Sybil stifled a deep sob.
"And I you. Tom ... love, you mean everything to me. Oh my darling. I don't think I realised, just how much ... until you mentioned ... The thought of you being caught up in that explosion ..."
"Hush now" said Tom, a faint grin playing about his lips, which gradually broadened into a smile.
"Don't make fun of me". Sybil pouted, batting Tom's chest with the palms of her hands.
"I'm not, my love. Truly, I'm not. I was just thinking ..."
"Thinking what?"
"About the complete incongruousness of it all".
"How so?"
"Well, just think. All those years we spent at Downton; the arguments, the furtive discussions, the silly misunderstandings, then realisation slowly dawning for both of us, finding out how each felt about the other?"
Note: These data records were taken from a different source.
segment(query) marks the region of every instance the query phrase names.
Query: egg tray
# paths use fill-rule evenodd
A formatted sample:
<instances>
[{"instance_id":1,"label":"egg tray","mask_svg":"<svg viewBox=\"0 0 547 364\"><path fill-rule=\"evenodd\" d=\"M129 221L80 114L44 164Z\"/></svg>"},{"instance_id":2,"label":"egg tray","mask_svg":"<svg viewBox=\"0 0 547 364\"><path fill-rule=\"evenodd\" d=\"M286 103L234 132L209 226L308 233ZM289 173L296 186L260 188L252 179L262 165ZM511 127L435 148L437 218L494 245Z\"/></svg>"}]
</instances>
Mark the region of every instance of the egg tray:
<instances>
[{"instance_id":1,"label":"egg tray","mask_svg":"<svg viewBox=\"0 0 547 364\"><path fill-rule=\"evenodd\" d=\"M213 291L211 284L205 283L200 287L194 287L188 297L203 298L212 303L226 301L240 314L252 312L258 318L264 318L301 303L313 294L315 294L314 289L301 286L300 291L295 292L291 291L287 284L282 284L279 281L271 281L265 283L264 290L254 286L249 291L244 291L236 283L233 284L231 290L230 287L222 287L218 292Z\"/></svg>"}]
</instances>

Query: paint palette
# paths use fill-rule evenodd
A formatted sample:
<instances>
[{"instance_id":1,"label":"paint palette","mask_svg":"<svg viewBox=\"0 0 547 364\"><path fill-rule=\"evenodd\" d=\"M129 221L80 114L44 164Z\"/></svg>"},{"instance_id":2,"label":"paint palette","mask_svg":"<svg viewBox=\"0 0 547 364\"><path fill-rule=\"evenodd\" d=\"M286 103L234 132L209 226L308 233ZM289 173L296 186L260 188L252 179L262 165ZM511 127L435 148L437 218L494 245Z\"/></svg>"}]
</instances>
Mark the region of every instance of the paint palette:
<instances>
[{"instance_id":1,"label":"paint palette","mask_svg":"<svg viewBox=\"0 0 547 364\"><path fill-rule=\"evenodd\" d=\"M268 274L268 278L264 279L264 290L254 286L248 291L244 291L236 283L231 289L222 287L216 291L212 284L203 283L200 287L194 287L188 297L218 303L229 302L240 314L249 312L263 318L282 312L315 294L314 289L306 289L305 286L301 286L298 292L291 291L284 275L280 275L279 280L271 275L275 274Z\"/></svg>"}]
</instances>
"You mean, about how ... how we loved each other. Use the word Tom, it's not one of which to be ashamed. I felt sure you of all people would realise that". Sybil smiled weakly at him.
Tom grinned back at her.
"Touché my love. I'm certainly not ashamed of the word, my darling, as well you know. All right then. Finding out how we loved ... love each other. There we were, despite all the draw backs, surrounded by all that Downton had to offer us; each other, all that beauty, all that privileged way of life - well, at least for some milady". Tom chuckled.
Then he became serious again. "And until the war came along, all of us, you, your parents, Mary, Edith, Mr. Carson, Mrs. Hughes, all of us below stairs, yes, even me my love, all of us safely cocooned from the world outside the estate. And here we are now ... I mean, just look at us ..." Tom glanced expressively round the dimly lit compartment "... in a filthy dirty, third class carriage on the Dublin and South Eastern Railway. In the middle of the Irish countryside, in the pouring rain, in the aftermath of an explosion, and it is only now that we both finally realise what we mean to each other".
Sybil glanced about her, at their shabby surroundings. "Yes, my darling, I do begin to see what you mean!" she conceded. And then it was Sybil's turn to laugh.
A moment or two later and there came a long shrill blast from the engine's whistle, there was a slight jolt, and the train began to inch forward at a snail's pace, resuming its interrupted journey. It passed slowly over the damaged bridge. Despite the rain, the strong smell of cordite still hung in the sodden air. A group of rain-soaked gangers from the railway company, watched over by armed officers from the Royal Irish Constabulary, and, from below the arch of the bridge, down on the road, by soldiers in an armoured car, began the slow task of clearing away the debris and making good the damage resulting from the failed explosion.
A short while later, albeit somewhat later than intended, the train, wreathed in steam and spray from the incessant rain, rolled in under the iron and glass arched roof of the station at Westland Row, and drew gently to a stop alongside Platform 1, in the heart of the bustling city of Dublin beside the Liffey river.